Yo no admito obligaciones ni creo que los escritores deban hacerlo, la única obligación de los escritores es escribir bien, pero se puede tratar de iluminar con la literatura zonas de la experiencia humana que siguen oscuras. La manera que he encontrado para hacerlo, en la que me siento más cómodo, va de la mano con esa necesidad moral de la memoria, de recordar lo que otros quieren ocultar y olvidar”. 


-¿Qué ganan los temas de memoria y realidad social cuando son abordados, en este caso, desde la literatura, desde el arte? 

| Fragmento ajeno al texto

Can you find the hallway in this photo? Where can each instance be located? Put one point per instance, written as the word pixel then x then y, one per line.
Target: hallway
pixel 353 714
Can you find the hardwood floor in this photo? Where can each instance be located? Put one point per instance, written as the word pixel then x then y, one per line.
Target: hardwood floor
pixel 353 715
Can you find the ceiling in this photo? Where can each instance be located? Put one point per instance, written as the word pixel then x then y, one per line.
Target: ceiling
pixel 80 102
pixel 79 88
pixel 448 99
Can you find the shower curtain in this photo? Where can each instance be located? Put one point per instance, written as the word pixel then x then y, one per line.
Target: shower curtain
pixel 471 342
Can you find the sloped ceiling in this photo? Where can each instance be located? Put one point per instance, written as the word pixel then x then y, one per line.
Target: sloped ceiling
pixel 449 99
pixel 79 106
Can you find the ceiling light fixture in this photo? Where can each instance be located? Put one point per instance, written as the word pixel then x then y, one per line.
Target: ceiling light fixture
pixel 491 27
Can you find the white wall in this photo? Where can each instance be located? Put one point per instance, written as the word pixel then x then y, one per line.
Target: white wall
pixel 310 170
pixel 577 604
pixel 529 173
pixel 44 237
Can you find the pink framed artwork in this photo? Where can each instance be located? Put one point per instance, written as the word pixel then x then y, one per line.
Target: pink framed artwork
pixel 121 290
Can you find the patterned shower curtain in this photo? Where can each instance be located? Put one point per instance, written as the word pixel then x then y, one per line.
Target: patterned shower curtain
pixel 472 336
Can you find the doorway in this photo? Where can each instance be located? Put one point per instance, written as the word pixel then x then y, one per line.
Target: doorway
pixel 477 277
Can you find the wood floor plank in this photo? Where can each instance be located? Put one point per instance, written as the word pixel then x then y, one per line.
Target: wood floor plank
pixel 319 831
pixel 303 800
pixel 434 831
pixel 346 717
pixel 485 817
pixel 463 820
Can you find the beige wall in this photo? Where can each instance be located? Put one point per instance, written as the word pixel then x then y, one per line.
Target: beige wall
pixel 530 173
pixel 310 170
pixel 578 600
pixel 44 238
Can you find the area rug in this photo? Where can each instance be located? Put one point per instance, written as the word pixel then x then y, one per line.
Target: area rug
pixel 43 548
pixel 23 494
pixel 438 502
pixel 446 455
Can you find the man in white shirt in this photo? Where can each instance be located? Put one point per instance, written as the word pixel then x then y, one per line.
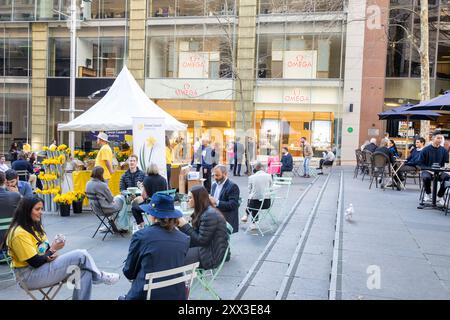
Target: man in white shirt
pixel 3 166
pixel 258 184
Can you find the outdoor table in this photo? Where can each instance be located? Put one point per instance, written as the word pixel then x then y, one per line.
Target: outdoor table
pixel 436 172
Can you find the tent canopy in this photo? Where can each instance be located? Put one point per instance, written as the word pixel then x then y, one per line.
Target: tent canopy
pixel 405 113
pixel 115 111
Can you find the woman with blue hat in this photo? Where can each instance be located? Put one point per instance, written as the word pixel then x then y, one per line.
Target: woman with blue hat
pixel 158 247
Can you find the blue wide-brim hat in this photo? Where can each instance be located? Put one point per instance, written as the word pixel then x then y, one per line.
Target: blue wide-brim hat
pixel 162 207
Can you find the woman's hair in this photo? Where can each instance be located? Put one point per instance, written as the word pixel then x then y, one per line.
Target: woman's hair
pixel 201 204
pixel 97 173
pixel 22 218
pixel 152 169
pixel 168 223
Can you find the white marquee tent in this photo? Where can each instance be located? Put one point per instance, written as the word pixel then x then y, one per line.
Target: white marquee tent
pixel 123 101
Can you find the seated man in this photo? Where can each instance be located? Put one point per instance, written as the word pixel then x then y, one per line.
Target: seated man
pixel 412 161
pixel 287 164
pixel 130 179
pixel 430 155
pixel 258 184
pixel 328 159
pixel 22 164
pixel 8 202
pixel 14 185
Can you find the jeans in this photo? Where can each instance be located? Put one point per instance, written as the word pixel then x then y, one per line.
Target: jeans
pixel 53 272
pixel 306 166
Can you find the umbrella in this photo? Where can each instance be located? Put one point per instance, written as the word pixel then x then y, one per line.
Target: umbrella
pixel 408 113
pixel 441 102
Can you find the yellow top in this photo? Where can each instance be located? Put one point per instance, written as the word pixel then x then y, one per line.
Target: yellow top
pixel 22 246
pixel 169 157
pixel 105 154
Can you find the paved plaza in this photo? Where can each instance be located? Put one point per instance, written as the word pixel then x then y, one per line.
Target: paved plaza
pixel 388 250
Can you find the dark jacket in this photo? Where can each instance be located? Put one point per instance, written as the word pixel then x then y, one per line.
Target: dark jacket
pixel 22 165
pixel 154 249
pixel 130 180
pixel 413 158
pixel 8 204
pixel 229 203
pixel 154 183
pixel 372 147
pixel 287 162
pixel 387 152
pixel 430 155
pixel 211 236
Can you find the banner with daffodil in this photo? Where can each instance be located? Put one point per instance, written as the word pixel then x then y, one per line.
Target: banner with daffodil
pixel 52 179
pixel 149 143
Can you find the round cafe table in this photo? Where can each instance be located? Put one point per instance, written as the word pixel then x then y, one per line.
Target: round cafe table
pixel 436 172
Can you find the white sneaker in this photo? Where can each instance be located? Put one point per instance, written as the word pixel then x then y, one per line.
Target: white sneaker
pixel 110 278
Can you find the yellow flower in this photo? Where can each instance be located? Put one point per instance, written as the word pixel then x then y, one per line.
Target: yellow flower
pixel 150 141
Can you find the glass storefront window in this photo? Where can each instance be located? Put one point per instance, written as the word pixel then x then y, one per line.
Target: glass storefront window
pixel 15 104
pixel 277 129
pixel 191 8
pixel 299 57
pixel 15 57
pixel 23 10
pixel 5 10
pixel 299 6
pixel 189 57
pixel 96 57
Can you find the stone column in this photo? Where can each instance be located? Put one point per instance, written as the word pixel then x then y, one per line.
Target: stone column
pixel 136 51
pixel 39 85
pixel 246 51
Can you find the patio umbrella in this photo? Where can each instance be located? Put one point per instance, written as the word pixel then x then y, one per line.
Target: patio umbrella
pixel 441 102
pixel 407 113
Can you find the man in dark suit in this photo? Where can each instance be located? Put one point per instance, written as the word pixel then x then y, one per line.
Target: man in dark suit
pixel 225 196
pixel 8 202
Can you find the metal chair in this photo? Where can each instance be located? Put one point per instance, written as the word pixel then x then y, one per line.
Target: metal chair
pixel 359 162
pixel 188 274
pixel 263 213
pixel 380 162
pixel 205 278
pixel 4 257
pixel 366 163
pixel 94 202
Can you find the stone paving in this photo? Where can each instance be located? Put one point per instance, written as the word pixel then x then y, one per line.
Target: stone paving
pixel 409 247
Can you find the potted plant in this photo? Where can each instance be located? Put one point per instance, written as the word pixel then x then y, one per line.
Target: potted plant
pixel 64 200
pixel 77 204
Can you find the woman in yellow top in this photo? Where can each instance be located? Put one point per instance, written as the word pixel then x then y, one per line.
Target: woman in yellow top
pixel 37 264
pixel 104 156
pixel 169 160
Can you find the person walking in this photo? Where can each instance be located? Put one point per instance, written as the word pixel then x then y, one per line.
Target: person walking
pixel 104 156
pixel 307 155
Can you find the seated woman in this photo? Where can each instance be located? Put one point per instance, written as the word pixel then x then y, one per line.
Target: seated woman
pixel 37 264
pixel 393 148
pixel 209 236
pixel 98 186
pixel 159 247
pixel 153 183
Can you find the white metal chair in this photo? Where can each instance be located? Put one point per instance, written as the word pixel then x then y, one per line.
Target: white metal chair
pixel 263 213
pixel 188 274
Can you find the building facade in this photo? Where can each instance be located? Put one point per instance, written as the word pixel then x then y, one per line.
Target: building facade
pixel 274 70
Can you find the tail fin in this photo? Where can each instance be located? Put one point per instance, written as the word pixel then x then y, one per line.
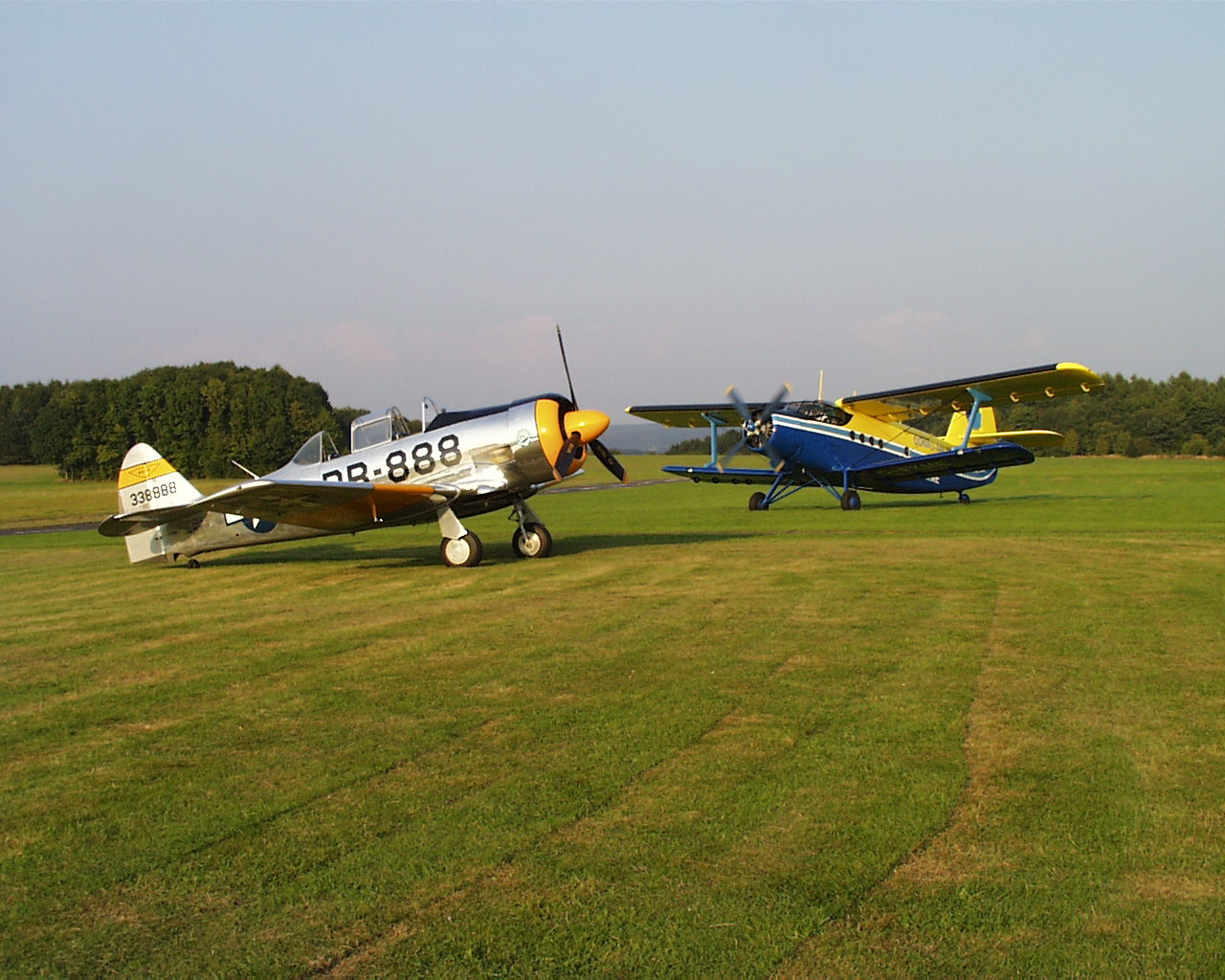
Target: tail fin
pixel 148 481
pixel 959 421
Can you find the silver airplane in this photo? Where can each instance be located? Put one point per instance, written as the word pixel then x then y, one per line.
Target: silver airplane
pixel 462 463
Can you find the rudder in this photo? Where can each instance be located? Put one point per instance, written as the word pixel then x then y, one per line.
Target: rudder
pixel 148 481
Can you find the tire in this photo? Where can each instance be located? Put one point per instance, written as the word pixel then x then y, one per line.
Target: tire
pixel 532 542
pixel 460 551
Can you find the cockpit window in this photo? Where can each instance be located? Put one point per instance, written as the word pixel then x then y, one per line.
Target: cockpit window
pixel 818 412
pixel 319 449
pixel 376 428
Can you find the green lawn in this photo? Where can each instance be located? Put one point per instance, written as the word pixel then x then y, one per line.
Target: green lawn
pixel 919 740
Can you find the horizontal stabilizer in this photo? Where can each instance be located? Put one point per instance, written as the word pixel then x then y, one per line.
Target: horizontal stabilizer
pixel 1033 438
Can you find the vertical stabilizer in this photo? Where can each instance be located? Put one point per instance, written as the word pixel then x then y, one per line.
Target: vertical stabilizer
pixel 147 481
pixel 958 423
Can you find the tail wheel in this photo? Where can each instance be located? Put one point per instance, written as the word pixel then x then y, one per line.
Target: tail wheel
pixel 462 551
pixel 532 542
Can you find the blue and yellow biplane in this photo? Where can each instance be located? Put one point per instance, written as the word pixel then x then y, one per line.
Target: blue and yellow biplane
pixel 871 441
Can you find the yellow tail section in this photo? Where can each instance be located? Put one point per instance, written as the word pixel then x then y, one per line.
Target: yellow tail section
pixel 957 425
pixel 148 481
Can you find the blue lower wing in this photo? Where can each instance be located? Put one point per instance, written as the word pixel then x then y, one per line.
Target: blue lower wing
pixel 970 459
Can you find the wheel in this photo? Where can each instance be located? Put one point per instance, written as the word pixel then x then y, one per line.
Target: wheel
pixel 532 542
pixel 460 551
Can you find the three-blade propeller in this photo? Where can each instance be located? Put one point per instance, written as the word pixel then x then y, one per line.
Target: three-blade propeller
pixel 757 428
pixel 574 424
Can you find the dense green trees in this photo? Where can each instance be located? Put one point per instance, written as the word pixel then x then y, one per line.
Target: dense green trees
pixel 200 416
pixel 1133 416
pixel 205 415
pixel 1128 416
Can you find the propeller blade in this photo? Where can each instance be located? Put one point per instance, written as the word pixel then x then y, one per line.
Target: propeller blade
pixel 569 449
pixel 611 462
pixel 753 424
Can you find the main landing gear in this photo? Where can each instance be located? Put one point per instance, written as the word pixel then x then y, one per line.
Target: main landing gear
pixel 532 539
pixel 460 547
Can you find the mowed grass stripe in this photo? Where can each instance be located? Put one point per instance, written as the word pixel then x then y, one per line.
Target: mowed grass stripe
pixel 696 743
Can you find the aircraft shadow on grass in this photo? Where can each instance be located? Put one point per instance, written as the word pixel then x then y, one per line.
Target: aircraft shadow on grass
pixel 384 555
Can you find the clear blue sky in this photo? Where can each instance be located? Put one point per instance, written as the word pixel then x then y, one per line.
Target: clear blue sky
pixel 402 199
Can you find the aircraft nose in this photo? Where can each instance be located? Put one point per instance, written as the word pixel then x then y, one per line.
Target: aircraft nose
pixel 587 424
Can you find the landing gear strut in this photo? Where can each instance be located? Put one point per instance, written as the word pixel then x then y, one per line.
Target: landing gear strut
pixel 459 546
pixel 463 551
pixel 532 538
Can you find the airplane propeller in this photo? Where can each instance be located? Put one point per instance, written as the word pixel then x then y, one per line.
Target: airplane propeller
pixel 757 428
pixel 576 421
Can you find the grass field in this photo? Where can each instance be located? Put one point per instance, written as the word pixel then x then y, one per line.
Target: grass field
pixel 919 740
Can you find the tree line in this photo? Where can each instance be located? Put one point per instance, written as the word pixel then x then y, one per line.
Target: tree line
pixel 1132 415
pixel 205 415
pixel 200 416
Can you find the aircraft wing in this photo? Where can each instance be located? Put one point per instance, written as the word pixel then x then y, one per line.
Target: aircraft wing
pixel 694 416
pixel 727 475
pixel 327 505
pixel 1027 385
pixel 995 456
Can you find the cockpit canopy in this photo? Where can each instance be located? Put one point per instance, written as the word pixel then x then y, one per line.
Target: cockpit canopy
pixel 319 449
pixel 376 428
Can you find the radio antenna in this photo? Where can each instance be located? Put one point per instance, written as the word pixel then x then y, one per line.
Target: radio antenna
pixel 567 367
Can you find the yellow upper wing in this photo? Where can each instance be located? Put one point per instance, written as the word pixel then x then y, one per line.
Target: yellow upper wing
pixel 1027 385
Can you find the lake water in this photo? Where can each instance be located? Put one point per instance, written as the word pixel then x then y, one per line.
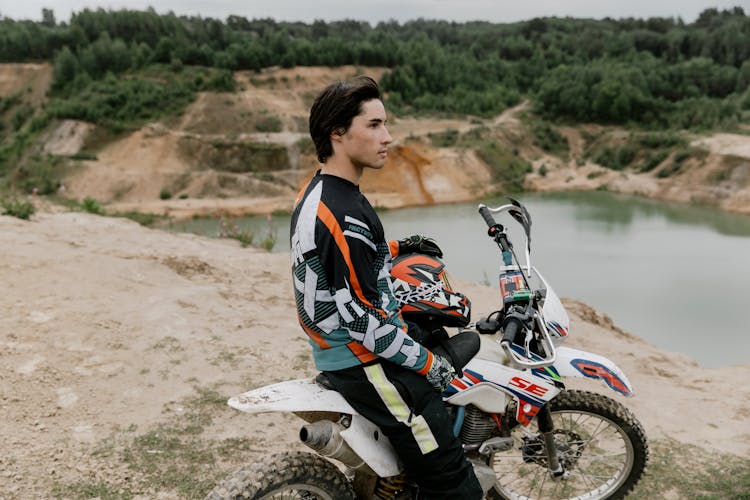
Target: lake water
pixel 675 275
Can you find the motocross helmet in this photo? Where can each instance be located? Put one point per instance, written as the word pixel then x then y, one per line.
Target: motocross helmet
pixel 422 290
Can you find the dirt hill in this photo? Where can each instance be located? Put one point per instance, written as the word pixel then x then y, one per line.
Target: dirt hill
pixel 121 344
pixel 249 152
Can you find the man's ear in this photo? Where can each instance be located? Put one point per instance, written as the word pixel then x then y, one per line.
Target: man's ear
pixel 338 134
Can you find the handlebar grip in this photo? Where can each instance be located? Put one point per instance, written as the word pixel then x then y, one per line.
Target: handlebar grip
pixel 511 328
pixel 487 216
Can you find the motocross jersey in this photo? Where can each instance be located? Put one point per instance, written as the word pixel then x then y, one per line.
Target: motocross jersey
pixel 342 285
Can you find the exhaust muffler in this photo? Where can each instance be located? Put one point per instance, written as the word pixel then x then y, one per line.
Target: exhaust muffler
pixel 325 438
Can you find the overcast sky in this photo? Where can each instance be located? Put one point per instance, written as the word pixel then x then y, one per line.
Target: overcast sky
pixel 383 10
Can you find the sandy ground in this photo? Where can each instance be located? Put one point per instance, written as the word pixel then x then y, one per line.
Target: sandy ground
pixel 106 325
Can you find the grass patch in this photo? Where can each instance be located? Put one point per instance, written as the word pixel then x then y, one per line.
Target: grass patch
pixel 90 489
pixel 678 470
pixel 92 206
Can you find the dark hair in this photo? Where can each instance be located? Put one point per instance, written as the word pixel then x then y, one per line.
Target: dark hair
pixel 334 109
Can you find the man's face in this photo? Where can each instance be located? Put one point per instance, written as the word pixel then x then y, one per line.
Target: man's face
pixel 366 141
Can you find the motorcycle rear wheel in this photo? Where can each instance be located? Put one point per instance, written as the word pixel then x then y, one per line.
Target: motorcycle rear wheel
pixel 286 476
pixel 600 443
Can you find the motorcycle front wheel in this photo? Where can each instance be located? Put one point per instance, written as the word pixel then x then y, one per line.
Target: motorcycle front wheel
pixel 599 442
pixel 286 476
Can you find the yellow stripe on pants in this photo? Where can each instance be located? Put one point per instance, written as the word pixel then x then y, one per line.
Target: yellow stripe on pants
pixel 395 404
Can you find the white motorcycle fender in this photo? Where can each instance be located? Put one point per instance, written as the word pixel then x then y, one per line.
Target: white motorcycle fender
pixel 576 363
pixel 364 437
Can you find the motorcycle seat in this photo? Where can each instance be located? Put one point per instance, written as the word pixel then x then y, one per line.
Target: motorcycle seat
pixel 322 380
pixel 459 349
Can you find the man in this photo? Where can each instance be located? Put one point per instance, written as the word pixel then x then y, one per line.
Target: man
pixel 341 263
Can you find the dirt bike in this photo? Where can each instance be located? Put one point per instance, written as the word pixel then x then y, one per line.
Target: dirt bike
pixel 525 435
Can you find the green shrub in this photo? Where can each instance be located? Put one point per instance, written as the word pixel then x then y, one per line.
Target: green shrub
pixel 549 139
pixel 504 165
pixel 616 158
pixel 269 241
pixel 656 140
pixel 268 123
pixel 37 174
pixel 653 159
pixel 444 139
pixel 17 208
pixel 305 146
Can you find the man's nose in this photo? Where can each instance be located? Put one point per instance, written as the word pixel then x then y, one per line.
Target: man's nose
pixel 387 139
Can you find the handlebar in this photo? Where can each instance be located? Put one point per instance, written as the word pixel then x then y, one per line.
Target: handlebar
pixel 487 216
pixel 515 323
pixel 511 328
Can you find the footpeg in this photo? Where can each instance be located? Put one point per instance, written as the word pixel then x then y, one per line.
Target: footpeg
pixel 496 445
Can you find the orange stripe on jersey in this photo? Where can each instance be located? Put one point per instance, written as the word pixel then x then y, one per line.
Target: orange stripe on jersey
pixel 361 352
pixel 427 365
pixel 316 337
pixel 302 192
pixel 325 215
pixel 393 247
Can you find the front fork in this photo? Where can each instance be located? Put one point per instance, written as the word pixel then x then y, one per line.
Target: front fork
pixel 546 427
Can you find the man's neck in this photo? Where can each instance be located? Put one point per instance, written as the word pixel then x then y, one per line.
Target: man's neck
pixel 345 170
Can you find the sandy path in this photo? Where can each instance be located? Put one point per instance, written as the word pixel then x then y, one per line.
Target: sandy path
pixel 106 325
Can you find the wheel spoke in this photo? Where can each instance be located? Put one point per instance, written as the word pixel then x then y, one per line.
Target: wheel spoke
pixel 593 448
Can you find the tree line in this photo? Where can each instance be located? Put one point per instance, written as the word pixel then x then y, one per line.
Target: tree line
pixel 656 72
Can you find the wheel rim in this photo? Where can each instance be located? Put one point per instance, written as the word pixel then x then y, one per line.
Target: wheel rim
pixel 298 491
pixel 596 452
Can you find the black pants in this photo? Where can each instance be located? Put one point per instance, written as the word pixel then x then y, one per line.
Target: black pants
pixel 411 413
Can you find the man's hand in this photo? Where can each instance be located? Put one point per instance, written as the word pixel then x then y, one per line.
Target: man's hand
pixel 441 373
pixel 419 244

“Yo creo que la literatura y las artes tienen cosas que decir sobre esto, tienen la capacidad de contradecir el discurso público. La versión que un país se hace de su propio pasado viene dada por quienes tienen el poder para imponerla, que son los medios adscritos al poder, los historiadores adscritos al poder, la novela puede contar las cosas como hubieran podido pasar. Esa libertad que nos permite contar otras versiones de nuestro pasado es profundamente subversiva porque rompe con esa hegemonía de la única versión oficial. 


Pero me parece necesario e importante el trabajo de quienes escriben sobre los hechos, los periodistas, ellos son las primeras víctimas en un estado totalitario, es la gente que puede voltear la visión que tenemos”.  


-¿Piensa usted que haber vivido durante tanto tiempo por fuera de Colombia lo cambió como escritor y en la manera en que usted mira la realidad colombiana? 


“Sí, lo que pasa es que no sé muy bien cómo. Pero estoy seguro. Si yo puedo escribir sobre Colombia es porque me fui de Colombia. 


Mi primer libro oficial, digamos, serio, del que estoy orgulloso, que es ‘Los amantes de todos los santos’, no tiene nada que ver con el país, es un libro de cuentos sobre Bélgica y Francia. Me tomó mucho tiempo poder escribir sobre la historia colombiana, si yo pude hacerlo fue por esa distancia”. 


-¿Qué era lo que pasaba para que antes se interesara en esos temas y ahora sí se interese por Colombia?


“No lo sé. Yo siempre he escrito sobre lo que me interesa, y no sobre lo que creo que se espera que yo escriba.


Si yo no empecé antes a escribir sobre Colombia es porque no sabía cómo se hacía, porque me había ido del país y sentía que no lo conocía, que no lo entendía, y había crecido con la idea de que uno solo debe escribir sobre lo que entiende, y luego me di cuenta que no es así, que justamente no hay mejor razón para escribir novelas que no entender, porque la novela es para averiguar, un ejercicio de iluminación”.